7. En cinquième lieu, aux termes de l'article 8 de la convention européenne de sauvegarde des droits de l'homme et des libertés fondamentales : " 1° Toute personne a droit au respect de sa vie privée et familiale, de son domicile et de sa correspondance ; 2° Il ne peut y avoir ingérence d'une autorité publique dans l'exercice de ce droit que pour autant que cette ingérence est prévue par la loi et qu'elle constitue une mesure qui, dans une société démocratique, est nécessaire à la sécurité nationale, à la sûreté publique, au bien-être économique du pays, à la défense de l'ordre et à la prévention des infractions pénales, à la protection de la santé ou de la morale ou à la protection des droits et libertés d'autrui ". Aux termes de l'article 3-1 de la convention internationale des droits de l'enfant du 26 janvier 1990, publiée par décret du 8 octobre 1990 : " Dans toutes les décisions qui concernent les enfants, qu'elles soient le fait d'institutions publiques ou privées de protection sociale, des tribunaux, des autorités administratives ou des organes législatifs, l'intérêt supérieur de l'enfant doit être une considération primordiale ".
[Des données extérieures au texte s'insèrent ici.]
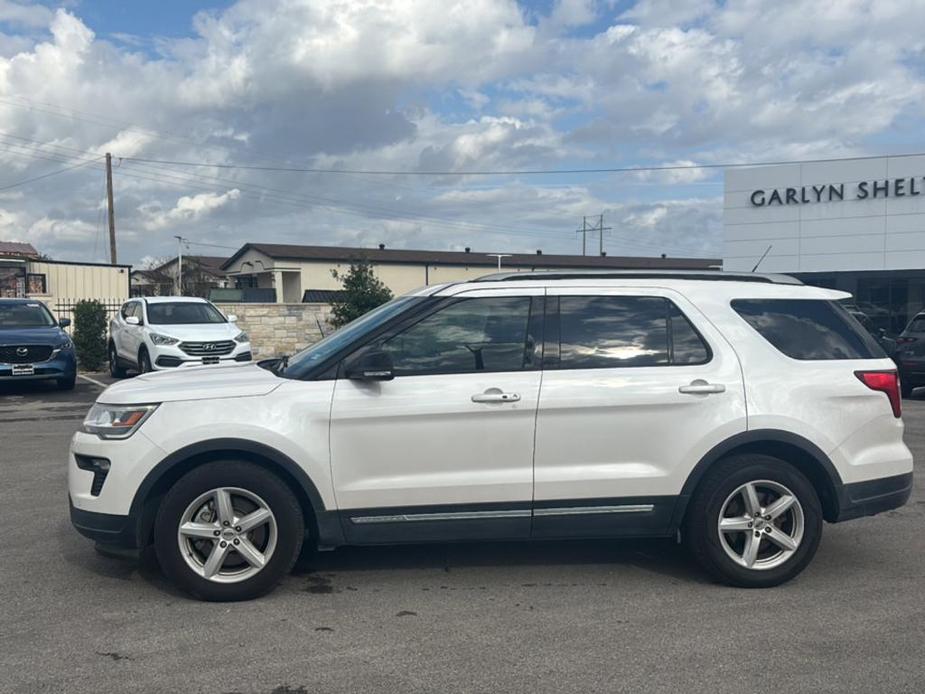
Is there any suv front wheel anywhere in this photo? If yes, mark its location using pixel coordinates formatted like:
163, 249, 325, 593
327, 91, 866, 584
685, 454, 822, 588
154, 461, 305, 601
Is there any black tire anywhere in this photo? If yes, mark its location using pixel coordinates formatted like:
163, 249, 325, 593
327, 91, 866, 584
154, 461, 305, 602
108, 342, 125, 378
138, 347, 153, 374
684, 454, 823, 588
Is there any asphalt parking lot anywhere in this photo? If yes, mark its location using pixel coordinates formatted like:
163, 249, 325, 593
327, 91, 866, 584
0, 377, 925, 694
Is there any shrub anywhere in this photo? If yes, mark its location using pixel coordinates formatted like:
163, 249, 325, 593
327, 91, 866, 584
331, 260, 392, 328
73, 300, 106, 371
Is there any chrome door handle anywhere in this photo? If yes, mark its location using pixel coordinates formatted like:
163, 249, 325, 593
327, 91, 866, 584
472, 388, 520, 402
678, 378, 726, 395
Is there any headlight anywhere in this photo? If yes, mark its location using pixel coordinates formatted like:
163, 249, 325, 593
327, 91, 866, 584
83, 403, 157, 439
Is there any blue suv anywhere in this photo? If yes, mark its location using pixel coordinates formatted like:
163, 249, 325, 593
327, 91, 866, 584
0, 299, 77, 390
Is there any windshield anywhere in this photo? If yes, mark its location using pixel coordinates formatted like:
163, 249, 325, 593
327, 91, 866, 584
148, 301, 225, 325
0, 302, 55, 330
280, 296, 423, 378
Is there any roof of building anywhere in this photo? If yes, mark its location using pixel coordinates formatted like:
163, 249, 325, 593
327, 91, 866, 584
154, 255, 228, 276
0, 241, 39, 258
222, 243, 722, 270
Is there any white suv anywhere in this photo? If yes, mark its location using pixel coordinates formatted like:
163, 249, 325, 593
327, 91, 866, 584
108, 296, 251, 378
68, 272, 912, 600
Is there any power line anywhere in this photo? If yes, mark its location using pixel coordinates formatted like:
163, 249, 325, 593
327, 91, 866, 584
0, 157, 102, 191
121, 152, 925, 176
8. Mme D ressortissante congolaise (RDC) née en 1983 soutient qu'elle est entrée en France en 2019 pour y demander l'asile et que deux de ses enfants y résident avec elle et sont régulièrement scolarisés. Toutefois, Mme D est célibataire, et reconnaît avoir encore plusieurs membres de sa famille au Congo dont ses deux autres enfants, pays où elle a vécu 36 ans. Par suite, compte tenu des circonstances de l'espèce, elle n'est pas fondée à soutenir que la décision du préfet de police aurait porté à son droit au respect de sa vie privée et familiale, une atteinte disproportionnée aux buts en vue desquels elle a été prise. Le préfet n'a, par suite, pas méconnu les stipulations précitées de l'article 8 de la convention européenne de sauvegarde des droits de l'homme et des libertés fondamentales ni celles de l'article 3-1 de la convention internationale des droits de l'enfant du 26 janvier 1990 ni commis d'erreur de droit ou d'erreur manifeste dans l'appréciation des conséquences de son arrêté sur sa situation personnelle ni méconnu l'intérêt supérieur de ses enfants.

9. Pour contester la décision distincte fixant le pays de renvoi, la requérante invoque les risques de persécution qu'elle peut encourir en cas de retour au Congo (RDC). Toutefois, ses allégations relatives aux risques que lui ferait courir son retour dans son pays d'origine ne sont assorties d'aucune justification. Au surplus, l'office français de protection des réfugiés et apatrides et la cour nationale du droit d'asile ont rejeté sa demande d'asile fondée sur les mêmes faits. Elle n'est, par suite, pas fondée à soutenir qu'elle risque d'être persécutée en cas de retour dans son pays et que les stipulations de l'article 3 de la convention européenne de sauvegarde des droits de l'homme et des libertés fondamentales auraient été méconnues.

10. En dernier lieu, l'illégalité de l'obligation de quitter le territoire français n'étant pas établie, l'exception d'illégalité de cette décision invoquée à l'appui des conclusions dirigées contre la décision fixant le pays de destination doit être écartée

11. Il résulte de l'ensemble de ce qui précède que Mme D n'est pas fondée à demander l'annulation de l'arrêté du 13 juillet 2023 du préfet de police. Par voie de conséquence, ses conclusions à fin d'injonction et celles présentées par son conseil sur le fondement de l'article L. 761-1 du code de justice administrative doivent être également rejetées.

DECIDE

Article 1er : Mme D est admise, à titre provisoire, au bénéfice de l'aide juridictionnelle.

Article 2 : Le surplus des conclusions de la requête de Mme D est rejeté.

Article 3 : Le présent jugement sera notifié à Mme C D et au préfet de police.

Rendu public par mise à disposition au greffe le 3 octobre 2023

Le magistrat désigné,

A. Béal

La greffière

N. Dupouy

La République mande et ordonne au préfet de police en ce qui le concerne ou à tous huissiers de justice à ce requis en ce qui concerne les voies de droit commun, contre les parties privées, de pourvoir à l'exécution de la présente décision.